Ce manque de transparence pourrait devenir un risque réglementaire pour les entreprises. L’UE, qui achète les deux tiers des exportations de cacao de la Côte d’Ivoire, a proposé une législation sur le devoir de diligence qui impose aux entreprises l’obligation légale de démontrer que les produits importés ne sont pas liés à une déforestation récente. Cette législation comprend une obligation d’identifier la plantation d’origine des produits présentant un risque de déforestation, tels que le cacao.

L’approvisionnement indirect est diffus, comprenant des relations informelles et fluides entre les cultivateurs et les intermédiaires locaux, ce qui rend la détermination des plantations d’origine des fèves de cacao extrêmement difficile, voire impossible.

Nécessité de trouver des solutions collaboratives

Une solution concerne l’action collaborative au niveau du paysage. Comme le démontre Trase, il est plus facile d’attribuer l’origine du cacao à des départements ou des paysages spécifiques qu’à des plantations spécifiques. Pour contrôler la déforestation et tenir compte de l’approvisionnement indirect, les entreprises pourraient collaborer, définir, mesurer et améliorer la durabilité pour des paysages entiers, plutôt que de se concentrer sur une chaîne d’approvisionnement (directe) spécifique.

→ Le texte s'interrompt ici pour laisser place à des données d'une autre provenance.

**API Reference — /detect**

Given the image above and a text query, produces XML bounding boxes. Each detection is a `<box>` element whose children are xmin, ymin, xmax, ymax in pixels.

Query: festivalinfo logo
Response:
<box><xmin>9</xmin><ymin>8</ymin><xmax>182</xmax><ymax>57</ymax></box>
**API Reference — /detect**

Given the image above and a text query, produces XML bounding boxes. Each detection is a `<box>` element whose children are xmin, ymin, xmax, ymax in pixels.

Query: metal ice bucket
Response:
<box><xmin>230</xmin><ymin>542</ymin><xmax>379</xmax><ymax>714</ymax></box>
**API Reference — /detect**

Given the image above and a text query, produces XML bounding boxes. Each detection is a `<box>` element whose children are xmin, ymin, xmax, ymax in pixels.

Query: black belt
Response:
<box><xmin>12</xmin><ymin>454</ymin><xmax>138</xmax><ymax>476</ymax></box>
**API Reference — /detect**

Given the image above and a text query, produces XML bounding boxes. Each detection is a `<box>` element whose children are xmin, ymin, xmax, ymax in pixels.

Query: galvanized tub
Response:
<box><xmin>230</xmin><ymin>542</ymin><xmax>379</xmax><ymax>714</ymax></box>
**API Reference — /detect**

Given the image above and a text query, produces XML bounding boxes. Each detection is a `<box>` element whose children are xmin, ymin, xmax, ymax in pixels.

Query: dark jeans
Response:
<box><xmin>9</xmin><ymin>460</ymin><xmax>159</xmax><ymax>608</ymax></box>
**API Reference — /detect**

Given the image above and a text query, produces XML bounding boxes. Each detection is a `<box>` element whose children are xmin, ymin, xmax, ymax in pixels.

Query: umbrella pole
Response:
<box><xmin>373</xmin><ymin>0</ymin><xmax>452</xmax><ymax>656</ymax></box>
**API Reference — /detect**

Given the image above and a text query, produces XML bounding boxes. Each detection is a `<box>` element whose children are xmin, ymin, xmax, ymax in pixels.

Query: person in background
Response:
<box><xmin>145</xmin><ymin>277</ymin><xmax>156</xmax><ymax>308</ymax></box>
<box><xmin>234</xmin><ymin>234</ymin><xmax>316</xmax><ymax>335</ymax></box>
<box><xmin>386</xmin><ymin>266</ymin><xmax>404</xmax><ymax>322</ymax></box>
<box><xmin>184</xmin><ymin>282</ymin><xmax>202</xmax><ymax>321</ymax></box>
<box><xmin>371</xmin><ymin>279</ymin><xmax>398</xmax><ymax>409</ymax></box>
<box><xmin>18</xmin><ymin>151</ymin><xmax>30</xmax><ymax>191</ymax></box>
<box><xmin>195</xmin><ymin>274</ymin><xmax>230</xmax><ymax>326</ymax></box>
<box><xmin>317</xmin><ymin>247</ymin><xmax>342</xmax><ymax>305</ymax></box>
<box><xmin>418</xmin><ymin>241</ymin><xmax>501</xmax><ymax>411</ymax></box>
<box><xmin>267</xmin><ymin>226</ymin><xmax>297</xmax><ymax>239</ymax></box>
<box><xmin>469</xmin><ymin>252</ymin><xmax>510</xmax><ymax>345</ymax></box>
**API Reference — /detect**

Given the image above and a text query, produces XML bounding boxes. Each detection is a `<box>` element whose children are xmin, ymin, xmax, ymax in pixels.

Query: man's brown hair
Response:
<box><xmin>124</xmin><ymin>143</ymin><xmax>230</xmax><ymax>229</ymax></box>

En 2017, la CFI a identifié quatre domaines prioritaires en Côte d’Ivoire afin de faire avancer cette approche. Son rapport d’activité le plus récent décrit ces projets comme « en cours de mise en place », indiquant la nécessité de réaliser de plus grands progrès.

Outre l’approvisionnement indirect, un tiers (30,3 %) des importations dans l’UE sont gérées par de plus petites entreprises commerciales qui ne divulguent pas d’informations sur leurs fournisseurs en Côte d’Ivoire. Bien qu’une plus grande transparence soit requise de la part de ces petites entreprises, l’établissement de la traçabilité peut représenter un défi excessif.

Un soutien pourrait être apporté par le Conseil du café et du cacao (CCC) de Côte d’Ivoire, qui investit dans la cartographie GPS des plantations de cacao et exploite déjà une base de données en ligne pour assurer la traçabilité des fèves de cacao depuis le premier acheteur (la coopérative ou le pisteur/traitant) jusqu’au port. Rendre ces données publiques dissiperait les préoccupations potentielles des entreprises au sujet de la divulgation d’informations sensibles d’un point de vue commercial et permettrait à toutes les entreprises commerciales, quelle que soit leur taille, de déterminer l’origine des fèves de cacao.

Le chocolat jouit d’une place particulière à Noël et lors de nombreuses autres célébrations. Pourtant, le manque de transparence quant à la provenance de la majorité des approvisionnements mondiaux en cacao, ainsi que ses liens avec la déforestation et d’autres impacts, présente des risques pour les négociants, les fabricants et les détaillants. Le travail de Trase pour cartographier la chaîne d’approvisionnement du cacao représente la première étape importante pour comprendre ces risques et les combattre.